Attach Gateway

Version 0.1 Author: Hammad Tariq

1 Problem statement

Multi‑agent apps need a single way to verify who the end‑user is and safely pass that identity (plus limited scopes) between very different LLM engines and orchestration frameworks.
– Google A2A Issue #19

Today:

Local engines (Ollama / vLLM) ship no auth → devs hide them behind random ports.
Cross‑agent hand‑off (A2A, MCP) lacks a portable identity token & memory handle.
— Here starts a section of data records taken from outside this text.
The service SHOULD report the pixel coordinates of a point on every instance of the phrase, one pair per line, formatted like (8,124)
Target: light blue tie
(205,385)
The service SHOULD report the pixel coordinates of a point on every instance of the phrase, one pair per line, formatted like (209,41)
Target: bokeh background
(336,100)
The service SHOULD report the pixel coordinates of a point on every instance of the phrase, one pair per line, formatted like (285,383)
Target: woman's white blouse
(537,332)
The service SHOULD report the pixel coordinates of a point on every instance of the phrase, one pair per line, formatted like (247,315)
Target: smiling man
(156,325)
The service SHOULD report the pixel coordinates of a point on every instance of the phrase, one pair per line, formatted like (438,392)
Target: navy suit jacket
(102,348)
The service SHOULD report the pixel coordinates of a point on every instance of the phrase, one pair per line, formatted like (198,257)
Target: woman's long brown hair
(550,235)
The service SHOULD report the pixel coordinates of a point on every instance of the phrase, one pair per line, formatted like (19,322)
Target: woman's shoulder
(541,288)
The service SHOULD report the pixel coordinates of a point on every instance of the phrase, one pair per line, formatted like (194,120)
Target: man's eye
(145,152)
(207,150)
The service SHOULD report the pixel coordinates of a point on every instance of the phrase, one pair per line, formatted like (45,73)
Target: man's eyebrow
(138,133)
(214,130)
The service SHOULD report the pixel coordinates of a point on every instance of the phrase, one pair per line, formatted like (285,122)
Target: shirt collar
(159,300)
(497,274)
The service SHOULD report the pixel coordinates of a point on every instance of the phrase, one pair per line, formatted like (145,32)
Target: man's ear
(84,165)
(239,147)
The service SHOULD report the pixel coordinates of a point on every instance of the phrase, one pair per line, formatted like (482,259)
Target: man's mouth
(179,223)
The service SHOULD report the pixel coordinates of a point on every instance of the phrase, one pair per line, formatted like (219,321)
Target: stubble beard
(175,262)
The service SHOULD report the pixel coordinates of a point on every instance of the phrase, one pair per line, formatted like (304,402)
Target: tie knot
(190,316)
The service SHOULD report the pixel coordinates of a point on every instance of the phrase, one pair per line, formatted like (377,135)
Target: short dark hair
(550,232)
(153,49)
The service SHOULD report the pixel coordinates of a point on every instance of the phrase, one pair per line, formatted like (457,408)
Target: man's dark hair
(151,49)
Goal: one drop‑in side‑car that gives OIDC‑backed SSO and a session header that all agents can share – with a stubbed memory mirror for recall/eval demos.

2 MVP success criteria

KPI

Target

End‑to‑end request (curl → gateway → Ollama) with JWT auth

✅

LangChain notebook works via gateway

✅

/tasks/send A2A endpoint proxies to same engine

✅

Prompt/response mirrored to Weaviate

✅

Docker‑compose demo + README

✅

3 High‑level architecture

flowchart LR
  subgraph Edge
    C[Client / Agent]
    C -->|Bearer JWT| GW(Attach Gateway)
  end
  GW -->|HTTP| E[LLM Engine]
  GW -->|"X-Attach-\*"| E
  GW -.->|async mirror| M["Memory Stub (Weaviate)"]

Gateway pipeline

Auth – verify JWT (OIDC) / HMAC.
Session – session_id = sha256(user.sub + user‑agent)
Headers out – X-Attach-User, X-Attach-Session, X-Attach-Agent?.
Mirror – non‑blocking stream → memory stub (also accepts /v1/logs).
Proxy – reverse‑proxy to target engine.

4 Component breakdown

Dir

Responsibility

Key libs

auth/

OIDC JWT validation, JWKS cache

python‑jose, httpx

middleware/

session header injection & mirror trigger

fastapi, asyncio

proxy/

streaming reverse‑proxy to engine

httpx.AsyncClient

a2a/

Minimal /tasks/send & /tasks/status handlers

fastapi

mem/

Async writer to Weaviate REST

weaviate‑client

4.1 Default engine target (Ollama)

Local dev: ENGINE_URL=http://ollama:11434 — locks down a laptop's Ollama instance with OIDC JWT SSO in under a minute.
Prod swap: repoint ENGINE_URL to http://vllm:8000, https://api.openai.com, etc.; no code change required.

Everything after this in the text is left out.